To our knowledge, few studies have reported clinical differences in infectious keratitis according to the potency of the topical steroid used. Of total groups, the strong steroid group was one of the significant risk factors for surgical intervention. No significant difference between the strong and weak steroid groups, except for delayed hospital visit and delayed epithelial healing time, was observed. These slight differences may be related to the stronger anti-inflammatory actions of steroids with greater potency. However, there are some limitations in interpreting the results according to the potency of steroids because the daily doses of all the steroids used in this study could not be investigated.
Topical steroids reduce inflammation in many ocular diseases. In the case of infectious keratitis, the use of topical steroids is contraindicated in fungal and acanthamoeba keratitis5,19,41. For bacterial keratitis, there have been discussions and literature reports on the therapeutic effect of topical steroids as adjuvants7,42. In clinical practice, determining the cause of infection until culture results are obtained is not always possible, and topical steroids can cause and exacerbate infections. Therefore, the perspective of this study, which focused on the disadvantages rather than the advantages of topical steroids, remains important for physicians.

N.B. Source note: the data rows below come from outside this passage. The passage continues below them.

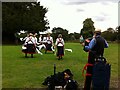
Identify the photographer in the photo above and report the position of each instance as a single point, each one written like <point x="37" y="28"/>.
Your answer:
<point x="95" y="48"/>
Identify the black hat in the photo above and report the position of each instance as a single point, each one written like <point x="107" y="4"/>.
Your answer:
<point x="68" y="72"/>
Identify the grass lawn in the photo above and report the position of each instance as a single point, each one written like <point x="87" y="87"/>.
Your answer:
<point x="20" y="72"/>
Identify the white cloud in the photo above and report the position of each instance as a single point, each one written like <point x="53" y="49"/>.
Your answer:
<point x="71" y="16"/>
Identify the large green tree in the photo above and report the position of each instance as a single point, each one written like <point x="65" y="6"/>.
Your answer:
<point x="59" y="30"/>
<point x="28" y="16"/>
<point x="88" y="28"/>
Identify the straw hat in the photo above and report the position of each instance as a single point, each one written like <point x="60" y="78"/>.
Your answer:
<point x="30" y="34"/>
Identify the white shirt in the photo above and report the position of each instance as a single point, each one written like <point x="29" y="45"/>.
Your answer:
<point x="49" y="40"/>
<point x="59" y="42"/>
<point x="30" y="40"/>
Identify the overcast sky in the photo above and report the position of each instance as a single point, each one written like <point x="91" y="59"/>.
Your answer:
<point x="70" y="14"/>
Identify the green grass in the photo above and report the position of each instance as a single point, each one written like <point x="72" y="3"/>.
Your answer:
<point x="20" y="72"/>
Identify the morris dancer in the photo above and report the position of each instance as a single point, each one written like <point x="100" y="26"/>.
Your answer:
<point x="60" y="46"/>
<point x="30" y="45"/>
<point x="49" y="43"/>
<point x="41" y="43"/>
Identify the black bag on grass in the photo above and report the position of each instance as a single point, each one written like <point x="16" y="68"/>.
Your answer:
<point x="101" y="74"/>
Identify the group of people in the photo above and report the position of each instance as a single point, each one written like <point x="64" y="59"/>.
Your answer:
<point x="32" y="44"/>
<point x="95" y="47"/>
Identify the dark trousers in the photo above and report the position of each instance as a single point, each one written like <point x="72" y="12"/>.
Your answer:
<point x="91" y="60"/>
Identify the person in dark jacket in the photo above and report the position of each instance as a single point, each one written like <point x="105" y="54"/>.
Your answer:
<point x="96" y="49"/>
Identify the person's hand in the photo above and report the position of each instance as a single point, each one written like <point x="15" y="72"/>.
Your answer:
<point x="83" y="44"/>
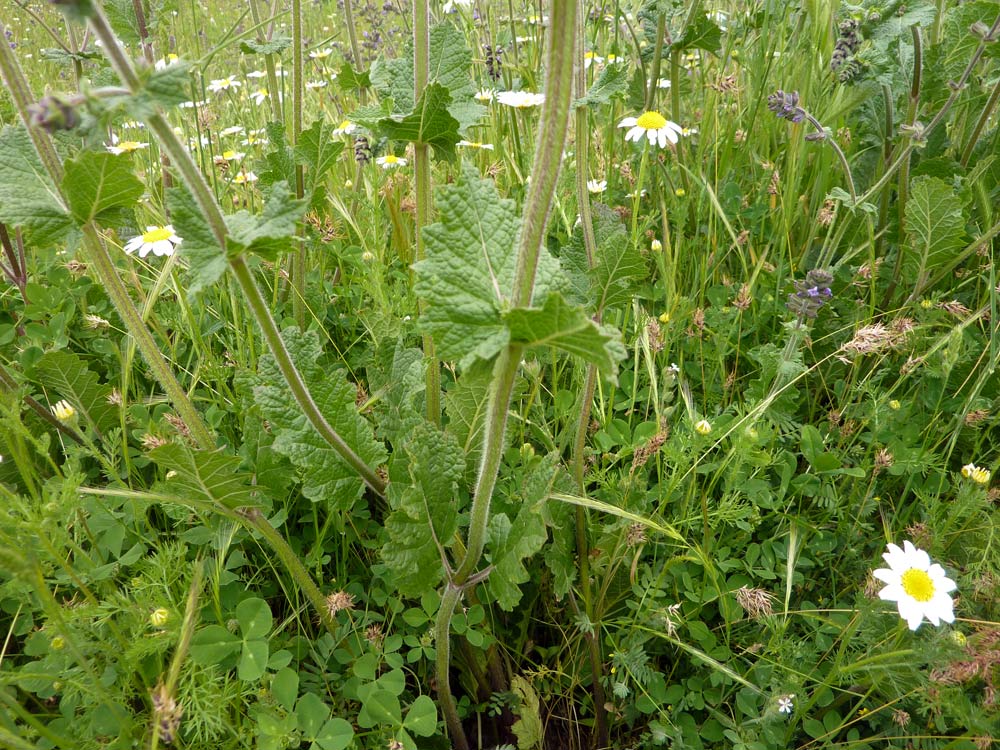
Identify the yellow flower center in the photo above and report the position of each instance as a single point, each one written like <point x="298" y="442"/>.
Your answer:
<point x="918" y="584"/>
<point x="651" y="121"/>
<point x="157" y="235"/>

This study had several limitations. First, this was a retrospective study of patients at a single tertiary referral hospital in South Korea. In addition, the difference in the ratio of the PS and NPS groups was not adjusted through a case–control match because the purpose of study was to present all consecutive data during the study period. Second, as this study analyzed only inpatients, it included patients with relatively more severe symptoms and signs. Therefore, the results of this study cannot be generalized to other population groups. Third, a detailed analysis according to various previous OSD etiologies could not be performed because of the smaller number of patients in each group and individual differences. Despite these limitations, this study highlights the risk of corneal infection exacerbation and the side effects of prior topical steroid use in clinical practice. In the future, a multicenter study can be considered to obtain more reliable results using a case–control matching method in larger dataset.
In this study, no significant difference in the distribution of causative isolates between the PS and NPS groups was observed. The PS group had a higher proportion of patients with previous OSD, worse initial clinical characteristics, a longer epithelial healing time, and more surgical treatments than the NPS group. Considering that topical corticosteroid used can be controlled by a physician, close monitoring with frequent regular follow-ups is necessary when administering topical steroid therapy for ocular surface diseases.